Life Isn't Fair. I Stopped Waiting for It to Be.
Hundreds of silences for one yes. A pandemic that erased my start, a cutoff missed by half a mark, and door after door shut before I'd finished a sentence. This is how I stopped waiting for life to be fair and started playing the odds instead.

# Life Isn't Fair. I Stopped Waiting for It to Be.
Life isn't fair. And the day you really understand that is the day it stops breaking you and starts building you.
I learned it the hard way.
Just as I graduated and was finally ready to begin, a pandemic hit. Every opportunity stopped. Overnight. A fresher, from a small town, with nothing built yet. That was devastating. I hadn't even started, and it already felt like it was over.
So I turned to government exams. And I missed the final cutoff by 0.25 marks. Half a mark. I watched someone from another region clear the same exam sitting ten marks below me, just because they were born somewhere else.
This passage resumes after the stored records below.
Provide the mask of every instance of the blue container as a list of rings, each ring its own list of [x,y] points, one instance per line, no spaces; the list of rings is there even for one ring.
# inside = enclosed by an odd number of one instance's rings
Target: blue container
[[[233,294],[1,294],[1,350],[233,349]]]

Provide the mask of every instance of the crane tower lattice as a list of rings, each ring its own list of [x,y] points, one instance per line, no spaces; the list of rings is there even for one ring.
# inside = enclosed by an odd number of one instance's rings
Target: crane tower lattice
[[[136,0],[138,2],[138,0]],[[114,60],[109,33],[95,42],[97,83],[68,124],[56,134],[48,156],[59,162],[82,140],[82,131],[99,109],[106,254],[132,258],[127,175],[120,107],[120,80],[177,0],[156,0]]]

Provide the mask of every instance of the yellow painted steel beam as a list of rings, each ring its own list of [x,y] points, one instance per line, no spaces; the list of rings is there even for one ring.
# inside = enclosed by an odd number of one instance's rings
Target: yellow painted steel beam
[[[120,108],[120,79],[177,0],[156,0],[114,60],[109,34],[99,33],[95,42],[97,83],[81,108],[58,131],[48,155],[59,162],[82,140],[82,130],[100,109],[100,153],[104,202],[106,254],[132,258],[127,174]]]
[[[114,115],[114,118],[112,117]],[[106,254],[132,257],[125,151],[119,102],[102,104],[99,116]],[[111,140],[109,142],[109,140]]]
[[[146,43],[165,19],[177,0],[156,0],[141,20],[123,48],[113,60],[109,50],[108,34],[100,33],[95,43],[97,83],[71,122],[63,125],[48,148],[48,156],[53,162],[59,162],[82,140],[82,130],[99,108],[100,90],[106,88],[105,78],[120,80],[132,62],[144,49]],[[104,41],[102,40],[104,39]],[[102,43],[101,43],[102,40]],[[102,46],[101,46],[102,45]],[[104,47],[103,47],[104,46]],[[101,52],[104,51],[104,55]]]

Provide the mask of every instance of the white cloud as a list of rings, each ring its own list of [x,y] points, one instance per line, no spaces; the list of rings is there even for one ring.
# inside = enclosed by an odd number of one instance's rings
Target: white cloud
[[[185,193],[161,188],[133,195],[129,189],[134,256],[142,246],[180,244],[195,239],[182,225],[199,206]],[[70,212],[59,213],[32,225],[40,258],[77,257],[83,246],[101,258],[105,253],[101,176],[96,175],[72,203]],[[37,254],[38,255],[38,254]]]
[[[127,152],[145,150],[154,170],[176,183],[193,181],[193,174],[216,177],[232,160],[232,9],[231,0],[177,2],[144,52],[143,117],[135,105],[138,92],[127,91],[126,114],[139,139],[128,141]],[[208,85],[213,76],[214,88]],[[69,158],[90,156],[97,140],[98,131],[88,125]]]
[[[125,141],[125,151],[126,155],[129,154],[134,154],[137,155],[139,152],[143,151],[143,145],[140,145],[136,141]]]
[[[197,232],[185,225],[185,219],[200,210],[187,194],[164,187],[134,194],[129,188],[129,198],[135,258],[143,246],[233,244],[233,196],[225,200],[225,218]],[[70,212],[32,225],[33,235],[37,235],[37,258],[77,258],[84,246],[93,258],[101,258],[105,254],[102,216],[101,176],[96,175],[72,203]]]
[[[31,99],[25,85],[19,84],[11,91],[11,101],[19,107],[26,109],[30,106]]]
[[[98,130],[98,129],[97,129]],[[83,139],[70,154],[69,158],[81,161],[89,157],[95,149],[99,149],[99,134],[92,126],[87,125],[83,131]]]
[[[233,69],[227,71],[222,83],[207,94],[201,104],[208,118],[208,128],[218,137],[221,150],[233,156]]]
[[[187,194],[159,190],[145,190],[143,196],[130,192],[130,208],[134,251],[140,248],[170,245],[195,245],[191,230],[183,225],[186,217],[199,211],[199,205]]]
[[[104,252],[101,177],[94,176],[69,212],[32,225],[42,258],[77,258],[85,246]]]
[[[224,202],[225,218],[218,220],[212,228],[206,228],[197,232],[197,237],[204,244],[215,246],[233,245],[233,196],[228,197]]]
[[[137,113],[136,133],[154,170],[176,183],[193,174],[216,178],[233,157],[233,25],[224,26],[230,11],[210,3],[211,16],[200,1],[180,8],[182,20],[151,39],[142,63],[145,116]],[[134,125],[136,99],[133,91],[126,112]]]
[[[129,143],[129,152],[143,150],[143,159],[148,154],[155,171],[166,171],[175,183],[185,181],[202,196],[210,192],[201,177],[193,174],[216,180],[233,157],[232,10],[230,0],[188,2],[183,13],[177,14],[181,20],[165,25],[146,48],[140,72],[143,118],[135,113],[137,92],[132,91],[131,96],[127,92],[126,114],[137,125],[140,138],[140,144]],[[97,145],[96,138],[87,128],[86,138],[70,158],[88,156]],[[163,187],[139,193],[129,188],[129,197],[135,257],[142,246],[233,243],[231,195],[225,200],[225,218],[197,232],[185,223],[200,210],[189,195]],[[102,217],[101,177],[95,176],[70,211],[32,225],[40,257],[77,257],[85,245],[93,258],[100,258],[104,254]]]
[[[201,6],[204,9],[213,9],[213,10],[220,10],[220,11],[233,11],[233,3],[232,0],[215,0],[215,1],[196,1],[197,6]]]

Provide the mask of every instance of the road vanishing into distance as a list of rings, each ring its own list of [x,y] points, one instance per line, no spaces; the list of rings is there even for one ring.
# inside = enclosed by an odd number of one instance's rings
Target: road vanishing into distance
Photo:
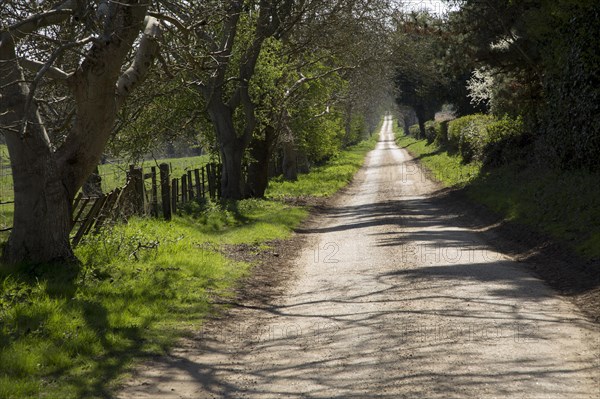
[[[297,233],[284,293],[143,365],[119,397],[600,398],[597,326],[465,227],[392,123]]]

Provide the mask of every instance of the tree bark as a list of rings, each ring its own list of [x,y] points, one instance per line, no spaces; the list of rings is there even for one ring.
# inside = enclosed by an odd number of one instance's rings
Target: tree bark
[[[283,178],[285,180],[298,180],[298,152],[293,141],[283,143]]]
[[[218,96],[208,104],[208,113],[215,126],[221,152],[221,197],[239,200],[244,198],[242,160],[246,149],[245,139],[238,138],[233,125],[231,109]]]
[[[221,175],[221,197],[231,200],[245,198],[242,159],[244,147],[236,139],[221,145],[223,169]]]
[[[250,143],[252,161],[248,165],[247,194],[253,198],[263,198],[269,185],[269,161],[275,139],[275,129],[267,126],[265,137],[255,137]]]
[[[410,122],[408,121],[408,116],[404,115],[402,120],[404,121],[404,134],[408,136],[410,135]]]
[[[15,166],[13,163],[14,228],[4,249],[4,260],[15,263],[74,259],[69,240],[73,198],[56,163],[52,157],[45,157],[27,168]]]
[[[29,88],[16,61],[14,47],[0,47],[0,126],[10,153],[14,181],[13,230],[4,248],[7,263],[72,259],[69,243],[73,196],[35,103],[26,118]],[[22,124],[27,123],[21,135]]]

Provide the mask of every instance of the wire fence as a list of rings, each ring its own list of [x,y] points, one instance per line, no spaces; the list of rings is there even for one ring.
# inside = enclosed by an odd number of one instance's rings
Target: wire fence
[[[6,147],[0,150],[0,233],[6,232],[12,226],[14,213],[14,186],[10,158]]]
[[[147,160],[140,163],[140,167],[145,170],[150,170],[152,167],[158,169],[159,164],[169,165],[170,175],[174,178],[180,178],[184,175],[188,175],[195,170],[206,170],[207,164],[211,162],[209,156],[195,156],[186,158],[169,158],[162,160]],[[84,187],[82,187],[81,193],[83,197],[102,197],[116,189],[122,188],[126,185],[128,179],[128,173],[131,170],[129,165],[124,160],[111,159],[98,165],[98,168],[92,173]],[[212,177],[212,176],[211,176]],[[207,177],[208,178],[208,177]],[[212,183],[212,181],[211,181]],[[152,179],[143,179],[145,190],[147,195],[151,195],[153,190],[156,191],[156,187],[153,188]],[[156,185],[156,182],[154,182]],[[194,184],[200,184],[194,181]],[[206,189],[202,186],[202,190],[208,191],[208,183],[206,183]],[[192,184],[188,183],[188,187]],[[187,193],[180,193],[177,198],[181,200],[182,197],[187,197]],[[154,199],[156,201],[156,199]],[[6,241],[13,225],[14,215],[14,185],[12,178],[12,169],[10,164],[10,158],[8,151],[5,146],[0,146],[0,242]]]

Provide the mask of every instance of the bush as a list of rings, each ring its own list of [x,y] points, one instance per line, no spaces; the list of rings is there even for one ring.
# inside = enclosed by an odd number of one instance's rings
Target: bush
[[[487,125],[487,142],[482,149],[484,165],[500,166],[525,157],[529,148],[528,137],[524,135],[523,119],[504,116]]]
[[[427,144],[431,144],[435,140],[435,122],[427,121],[425,122],[425,138],[427,139]]]
[[[448,121],[435,122],[435,142],[440,145],[448,144]]]
[[[454,119],[448,123],[448,147],[454,151],[458,151],[458,146],[460,144],[460,136],[462,130],[467,127],[467,125],[471,122],[471,120],[476,115],[467,115],[458,119]]]
[[[448,144],[458,150],[464,163],[481,159],[487,143],[488,124],[494,121],[490,115],[474,114],[451,121],[448,125]]]
[[[419,129],[419,125],[412,125],[408,128],[408,134],[413,136],[414,138],[419,138],[421,135],[421,130]]]
[[[488,142],[487,127],[494,121],[489,115],[474,118],[461,132],[458,151],[464,163],[483,158],[483,149]]]

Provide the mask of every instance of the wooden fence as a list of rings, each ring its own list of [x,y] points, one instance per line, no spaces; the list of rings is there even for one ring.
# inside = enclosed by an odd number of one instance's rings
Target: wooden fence
[[[158,169],[151,167],[148,173],[131,165],[123,188],[98,196],[79,193],[73,203],[73,246],[86,234],[99,232],[107,222],[126,220],[132,215],[171,220],[173,211],[180,205],[206,198],[218,199],[220,171],[219,164],[209,163],[172,178],[166,163]]]
[[[127,185],[124,188],[117,188],[108,194],[97,197],[84,197],[79,193],[73,202],[73,217],[71,218],[72,244],[77,246],[83,236],[90,232],[99,232],[100,228],[107,220],[114,221],[119,217],[119,209],[123,193],[127,192]]]

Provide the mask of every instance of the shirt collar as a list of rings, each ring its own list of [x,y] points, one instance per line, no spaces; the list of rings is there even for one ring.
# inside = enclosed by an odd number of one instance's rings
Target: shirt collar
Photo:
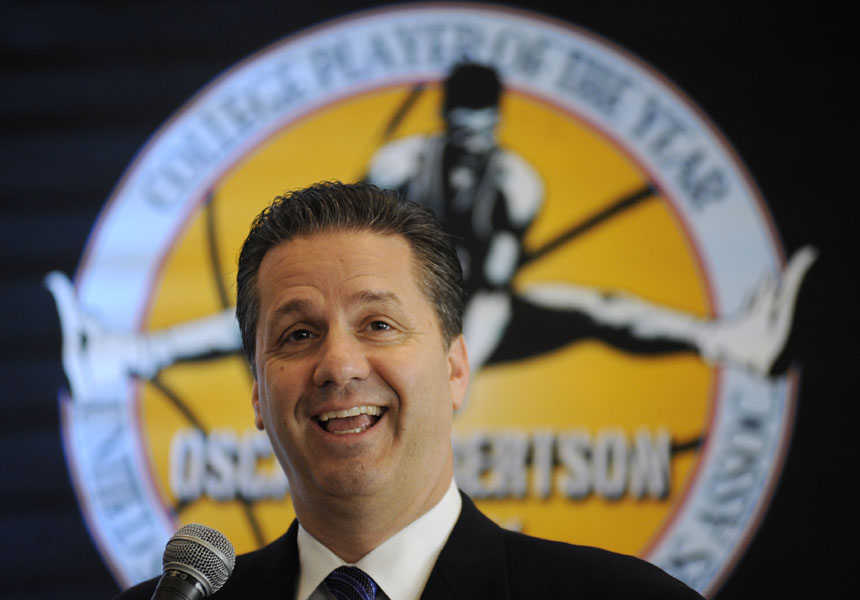
[[[454,480],[426,513],[371,550],[355,566],[370,575],[391,600],[421,596],[439,553],[460,516],[462,500]],[[336,568],[345,563],[299,524],[299,586],[296,600],[307,600]]]

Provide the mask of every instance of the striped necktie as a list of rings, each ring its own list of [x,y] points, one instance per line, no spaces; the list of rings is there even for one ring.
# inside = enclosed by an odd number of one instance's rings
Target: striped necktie
[[[337,600],[375,600],[379,586],[358,567],[338,567],[325,578]]]

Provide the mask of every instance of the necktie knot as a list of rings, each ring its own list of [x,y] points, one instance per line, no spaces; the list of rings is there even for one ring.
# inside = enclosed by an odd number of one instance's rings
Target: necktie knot
[[[375,600],[379,586],[358,567],[338,567],[325,578],[337,600]]]

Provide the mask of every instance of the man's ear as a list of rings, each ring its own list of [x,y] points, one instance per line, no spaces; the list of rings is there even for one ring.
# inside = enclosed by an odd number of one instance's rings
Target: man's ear
[[[457,410],[463,405],[466,390],[469,388],[469,355],[466,352],[466,338],[462,333],[448,348],[448,384],[451,386],[454,410]]]
[[[263,431],[265,427],[263,426],[263,415],[260,413],[260,390],[257,387],[256,380],[253,387],[251,387],[251,406],[254,407],[254,425],[257,429]]]

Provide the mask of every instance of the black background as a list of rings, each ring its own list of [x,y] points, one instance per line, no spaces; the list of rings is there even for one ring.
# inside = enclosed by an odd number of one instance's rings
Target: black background
[[[74,273],[125,167],[196,91],[268,43],[359,8],[299,4],[0,4],[0,595],[117,590],[63,457],[60,329],[42,277]],[[543,0],[527,8],[590,29],[662,71],[746,162],[787,253],[807,243],[821,250],[791,340],[803,373],[786,468],[718,597],[856,593],[854,11]]]

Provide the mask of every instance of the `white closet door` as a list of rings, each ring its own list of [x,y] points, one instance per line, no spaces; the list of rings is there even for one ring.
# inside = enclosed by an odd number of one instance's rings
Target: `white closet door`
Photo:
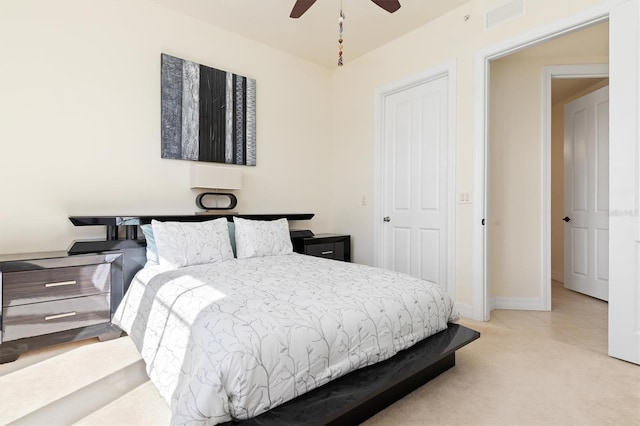
[[[447,290],[448,77],[386,97],[383,267]]]

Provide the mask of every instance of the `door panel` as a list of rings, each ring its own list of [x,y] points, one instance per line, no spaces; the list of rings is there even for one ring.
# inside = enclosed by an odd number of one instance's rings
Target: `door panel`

Do you know what that does to you? You slowly start to believe the problem is you.
Is that fair? No. It isn't.
Then I tried to find my way into work, and got refused before I'd even finished my sentence. Judged on paper for "not enough experience," before a single person let me show what I could actually do.
Is that fair? No. It isn't.
For a long time, all of it made me bitter. I kept waiting for someone to notice. To be fair. To finally save me.
Nobody did. Nobody was ever going to.
So I stopped waiting.
I started working harder to sharpen my skills. Building, learning, getting good enough that the work would speak before anyone could check my paper. And I started doing the one thing no one could take from me.
I started showing up.
When I was finding my way back into tech, I reached out to hundreds of people. I wasn't asking anyone to carry me. When I felt completely lost, all I needed was direction. Just the address to the next stop.
Most never replied. Every silence felt like a small no. Some days it felt like the whole world had quietly agreed I wasn't even worth a response.
But a few replied. And one of them, just one, opened the door that started everything.
Hundreds of silences for one yes. And that one yes was enough.
That's the magic of probability. It doesn't care where you're from, what your marks were, or who shut the door in your face before. It responds to exactly one thing: how many times you try. The more chances you take at failing, the more chances you create to win.
Maybe your odds are low right now. Mine were. But every attempt is another draw, and you only need one to land.
So you try. You get ignored. You show up again the next morning anyway. Most of it leads nowhere.
But not all of it.
One reply. One door. One yes. And that single yes can change the entire shape of your life.
So no, life isn't fair. But you were never meant to wait for fair. You were meant to keep showing up until the math finally turns in your favor.